Despite a small cohort, the expression of p16 and HPV 6/11 in all of the patients confirms the tissues were HPV tumor cells. PD-L1 expression was detected in the vast majority of tumor samples, while inflammatory cell compartments showed a higher degree of variation. Expression of PD-L1 on tumor cells but not inflammatory cells raises the possibility of a tumor cell intrinsic manner of PD-L1 expression. In contrast, a group of patients showed PD-L1 positivity in both tumor and inflammatory cells along with abundant CD8+ tumor infiltrating lymphocytes, suggesting adoptive immune resistance in these tumors and potential benefits from tumor immunotherapy.
肿瘤免疫疗法拓宽了肿瘤治疗的选择。免疫功能在青少年复发性呼吸道乳头状瘤病(JRRP)中的作用尚未得到研究。应用免疫阻断抑制剂作为一种新型疾病治疗方法尚不清楚。我们的研究首次评估了JRRP中的免疫浸润和免疫抑制分子表达。我们的研究为用肿瘤免疫疗法治疗这种疾病提供了见解。我们旨在确定程序性死亡配体1(PD-L1)的表达,一种癌症逃逸蛋白,以及肿瘤微环境中CD8 + T细胞浸润的存在情况。

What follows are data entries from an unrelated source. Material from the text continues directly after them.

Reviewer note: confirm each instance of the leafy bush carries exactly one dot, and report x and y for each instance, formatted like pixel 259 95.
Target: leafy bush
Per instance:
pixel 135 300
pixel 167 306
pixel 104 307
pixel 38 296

本研究中的7例JRRP患者(平均年龄:7.43岁;年龄范围3 - 17岁)通常在马萨诸塞州眼耳医院对其肿瘤进行手术减瘤。手术后,样本进行去识别处理并送至病理科,在那里进行染色和分析。
7例患者中有6例在肿瘤细胞上不同程度地表达PD-L1。3例患者肿瘤细胞上同时表达PD-L1,且有丰富的CD8 +肿瘤浸润淋巴细胞以及PD-L1 +基质淋巴细胞,而在另外3例患者中,肿瘤细胞上的PD-L1表达与CD8 +肿瘤浸润T细胞及PD-L1 +基质淋巴细胞均无关。所有患者均检测到HPV 6/11和p16。PD-L1表达与CD8 +浸润以及通过每年手术次数或Derkay评分衡量的临床严重程度之间似乎均无相关性。
尽管样本量较小,但所有患者中p16和HPV 6/11的表达证实这些组织为HPV肿瘤细胞。在绝大多数肿瘤样本中检测到PD-L1表达,而炎症细胞区室显示出更高程度的变异性。肿瘤细胞而非炎症细胞上PD-L1的表达增加了PD-L1以肿瘤细胞内在方式表达的可能性。相反,一组患者在肿瘤和炎症细胞中均显示PD-L1阳性,同时伴有丰富的CD8 +肿瘤浸润淋巴细胞,提示这些肿瘤存在过继性免疫抵抗以及肿瘤免疫疗法可能带来的益处。